Under Federal Rule of Civil Procedure 9(b), the circumstances supporting a charge of fraud must be pleaded with particularity. General Elec. Capital Corp. v. Lease Resolution Corp., 128 F.3d 1074, 1078 (7th Cir. 1997). The Seventh Circuit has made clear that a complaint alleging fraud must contain the identity of the person making the representation, the time, place, and content of the misrepresentation, and the method by which it was communicated to the plaintiff. Kennedy v. Venrock Associates, 348 F.3d 584, 593 (7th Cir. 2003). Just as a plaintiff cannot amend his complaint through arguments in his brief in opposition to a motion for summary judgment, Speer v. Rand McNally Co., 123 F.3d 658, 665 (7th Cir. 1997), the plaintiff cannot use a brief to present new allegations or particulars of fraud not contained in the complaint. Kennedy at 593. For this reason, we will only consider the specific episode of fraud as stated in the Amended Complaint.
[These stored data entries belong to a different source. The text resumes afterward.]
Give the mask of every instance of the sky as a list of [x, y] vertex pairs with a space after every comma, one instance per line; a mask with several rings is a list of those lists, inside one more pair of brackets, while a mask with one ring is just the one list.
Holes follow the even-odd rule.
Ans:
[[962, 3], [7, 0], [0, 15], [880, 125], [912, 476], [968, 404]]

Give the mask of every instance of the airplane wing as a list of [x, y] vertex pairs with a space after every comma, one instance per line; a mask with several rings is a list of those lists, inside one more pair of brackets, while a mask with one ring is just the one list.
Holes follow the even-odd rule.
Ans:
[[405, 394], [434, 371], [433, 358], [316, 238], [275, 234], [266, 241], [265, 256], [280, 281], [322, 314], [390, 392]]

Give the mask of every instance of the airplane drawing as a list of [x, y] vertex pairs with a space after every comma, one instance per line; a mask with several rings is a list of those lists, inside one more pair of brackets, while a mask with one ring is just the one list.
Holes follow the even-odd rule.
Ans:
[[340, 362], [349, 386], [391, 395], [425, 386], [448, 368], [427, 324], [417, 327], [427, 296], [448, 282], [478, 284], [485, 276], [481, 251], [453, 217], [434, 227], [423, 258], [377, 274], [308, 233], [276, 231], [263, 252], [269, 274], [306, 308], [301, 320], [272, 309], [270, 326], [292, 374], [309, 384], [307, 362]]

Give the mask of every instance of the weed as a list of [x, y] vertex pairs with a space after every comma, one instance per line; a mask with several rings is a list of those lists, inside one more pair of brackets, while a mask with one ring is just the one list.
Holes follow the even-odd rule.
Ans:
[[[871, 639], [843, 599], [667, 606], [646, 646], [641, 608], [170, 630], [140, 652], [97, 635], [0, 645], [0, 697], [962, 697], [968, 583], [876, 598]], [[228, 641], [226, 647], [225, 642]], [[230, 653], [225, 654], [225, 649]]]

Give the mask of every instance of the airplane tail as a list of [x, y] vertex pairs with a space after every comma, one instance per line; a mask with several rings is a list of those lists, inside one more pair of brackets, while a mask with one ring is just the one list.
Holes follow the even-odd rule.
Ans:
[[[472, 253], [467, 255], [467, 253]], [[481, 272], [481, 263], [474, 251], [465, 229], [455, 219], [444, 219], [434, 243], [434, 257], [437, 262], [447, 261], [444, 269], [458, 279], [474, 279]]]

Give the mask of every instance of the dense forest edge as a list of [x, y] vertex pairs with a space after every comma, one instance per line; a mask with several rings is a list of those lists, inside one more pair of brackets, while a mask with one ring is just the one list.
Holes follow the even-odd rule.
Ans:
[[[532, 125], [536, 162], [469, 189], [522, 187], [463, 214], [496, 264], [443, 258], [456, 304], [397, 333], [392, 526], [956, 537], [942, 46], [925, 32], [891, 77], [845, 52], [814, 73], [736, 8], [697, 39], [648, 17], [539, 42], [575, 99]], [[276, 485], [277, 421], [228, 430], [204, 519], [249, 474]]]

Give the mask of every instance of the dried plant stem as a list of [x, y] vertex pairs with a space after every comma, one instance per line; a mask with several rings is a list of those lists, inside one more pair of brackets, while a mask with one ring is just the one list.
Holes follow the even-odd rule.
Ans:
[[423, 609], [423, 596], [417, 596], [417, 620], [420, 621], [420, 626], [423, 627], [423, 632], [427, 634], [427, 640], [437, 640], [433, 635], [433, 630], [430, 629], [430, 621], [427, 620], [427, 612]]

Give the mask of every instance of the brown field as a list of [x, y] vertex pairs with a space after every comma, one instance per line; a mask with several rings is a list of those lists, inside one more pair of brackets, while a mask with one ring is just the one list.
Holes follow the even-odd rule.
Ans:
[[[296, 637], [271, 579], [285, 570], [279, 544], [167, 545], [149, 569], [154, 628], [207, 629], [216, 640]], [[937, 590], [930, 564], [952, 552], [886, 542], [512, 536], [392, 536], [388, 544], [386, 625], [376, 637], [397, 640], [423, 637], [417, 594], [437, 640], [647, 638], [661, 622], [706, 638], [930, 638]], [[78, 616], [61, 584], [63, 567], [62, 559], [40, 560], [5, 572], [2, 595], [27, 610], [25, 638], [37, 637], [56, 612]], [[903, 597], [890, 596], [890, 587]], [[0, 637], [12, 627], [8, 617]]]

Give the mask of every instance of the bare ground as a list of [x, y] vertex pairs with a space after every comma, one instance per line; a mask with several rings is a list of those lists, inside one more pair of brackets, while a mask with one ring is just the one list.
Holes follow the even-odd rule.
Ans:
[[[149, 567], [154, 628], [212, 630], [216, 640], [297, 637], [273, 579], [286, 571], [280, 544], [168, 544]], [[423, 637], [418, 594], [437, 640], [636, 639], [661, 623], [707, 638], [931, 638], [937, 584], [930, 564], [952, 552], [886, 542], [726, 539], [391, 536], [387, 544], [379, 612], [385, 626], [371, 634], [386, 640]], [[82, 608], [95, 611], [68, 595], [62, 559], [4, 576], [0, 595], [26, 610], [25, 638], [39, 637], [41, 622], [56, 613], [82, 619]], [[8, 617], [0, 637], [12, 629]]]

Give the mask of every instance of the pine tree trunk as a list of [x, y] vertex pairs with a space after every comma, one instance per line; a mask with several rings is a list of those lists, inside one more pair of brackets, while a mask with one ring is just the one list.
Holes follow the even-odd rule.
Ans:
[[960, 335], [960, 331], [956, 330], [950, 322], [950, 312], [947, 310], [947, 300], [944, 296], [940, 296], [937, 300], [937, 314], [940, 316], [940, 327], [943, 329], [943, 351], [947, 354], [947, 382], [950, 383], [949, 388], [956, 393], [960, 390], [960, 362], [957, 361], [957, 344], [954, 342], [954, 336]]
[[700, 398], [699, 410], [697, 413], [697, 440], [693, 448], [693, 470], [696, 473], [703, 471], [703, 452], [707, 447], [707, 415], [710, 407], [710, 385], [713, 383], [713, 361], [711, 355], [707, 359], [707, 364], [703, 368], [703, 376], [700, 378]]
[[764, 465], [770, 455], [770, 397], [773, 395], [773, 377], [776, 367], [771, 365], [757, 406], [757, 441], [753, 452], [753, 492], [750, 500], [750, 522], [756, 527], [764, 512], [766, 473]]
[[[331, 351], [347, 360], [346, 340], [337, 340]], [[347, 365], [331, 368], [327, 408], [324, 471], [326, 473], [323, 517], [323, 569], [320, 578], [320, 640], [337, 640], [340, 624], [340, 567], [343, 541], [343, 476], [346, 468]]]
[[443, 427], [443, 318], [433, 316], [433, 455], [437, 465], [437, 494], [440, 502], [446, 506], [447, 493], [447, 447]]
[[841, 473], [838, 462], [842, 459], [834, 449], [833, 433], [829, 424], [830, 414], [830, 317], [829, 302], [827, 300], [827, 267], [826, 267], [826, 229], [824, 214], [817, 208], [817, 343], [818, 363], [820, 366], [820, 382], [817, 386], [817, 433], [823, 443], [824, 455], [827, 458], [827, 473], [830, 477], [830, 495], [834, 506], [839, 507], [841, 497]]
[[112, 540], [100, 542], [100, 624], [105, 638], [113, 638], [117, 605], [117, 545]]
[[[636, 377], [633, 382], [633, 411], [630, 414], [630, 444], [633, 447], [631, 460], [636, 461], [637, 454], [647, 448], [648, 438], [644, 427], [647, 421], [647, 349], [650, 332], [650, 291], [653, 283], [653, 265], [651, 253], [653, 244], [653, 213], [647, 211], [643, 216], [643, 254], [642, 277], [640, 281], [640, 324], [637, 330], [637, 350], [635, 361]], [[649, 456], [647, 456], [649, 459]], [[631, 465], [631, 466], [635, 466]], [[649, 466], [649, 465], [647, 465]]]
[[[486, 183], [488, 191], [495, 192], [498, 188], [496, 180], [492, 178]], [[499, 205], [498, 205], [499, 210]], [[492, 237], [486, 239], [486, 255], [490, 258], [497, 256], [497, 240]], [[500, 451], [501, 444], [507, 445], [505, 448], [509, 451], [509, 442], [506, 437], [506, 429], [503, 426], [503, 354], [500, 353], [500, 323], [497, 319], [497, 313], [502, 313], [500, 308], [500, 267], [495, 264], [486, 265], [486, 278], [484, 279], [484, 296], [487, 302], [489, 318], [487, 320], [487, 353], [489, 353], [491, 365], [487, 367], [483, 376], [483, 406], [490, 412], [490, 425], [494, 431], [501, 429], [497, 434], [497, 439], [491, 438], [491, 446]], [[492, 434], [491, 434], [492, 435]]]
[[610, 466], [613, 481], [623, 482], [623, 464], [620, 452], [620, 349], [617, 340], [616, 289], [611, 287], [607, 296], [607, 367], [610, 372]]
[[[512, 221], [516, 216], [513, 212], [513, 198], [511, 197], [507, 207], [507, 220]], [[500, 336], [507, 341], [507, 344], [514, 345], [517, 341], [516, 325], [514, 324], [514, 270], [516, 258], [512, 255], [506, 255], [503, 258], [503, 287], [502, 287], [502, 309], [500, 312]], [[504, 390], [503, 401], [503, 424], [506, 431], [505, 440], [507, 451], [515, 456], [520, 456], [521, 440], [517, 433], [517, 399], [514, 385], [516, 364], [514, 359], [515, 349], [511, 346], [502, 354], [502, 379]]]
In both the Amended Complaint and its opposition memorandum, Spectra argues that Gilbert's alleged false statement was intended to induce Spectra to purchase the Second Policy so he could collect his commission. However, this theory proves nonsensical when combined with Spectra's contention that it would not have purchased the Second Policy without Kmart on sixty-day terms. Under Spectra's version of Gilbert's fraud, we simply cannot deduce how Gilbert's purported misrepresentation about underwriting's denial of policy-wide sixty-day terms could be made with an intent to induce Spectra to renew its policy with Euler. In addition, once Spectra received the Second Policy, it became aware that Kmart was not covered under sixty-day terms of sale. At that point, Spectra should not have reasonably relied on Kmart being covered on sixty-day terms, regardless of the veracity of Gilbert's statements concerning his request to underwriting. Because key elements of a fraud claim is lacking from the Amended Complaint, we grant Euler judgment on the pleadings as to Count IV.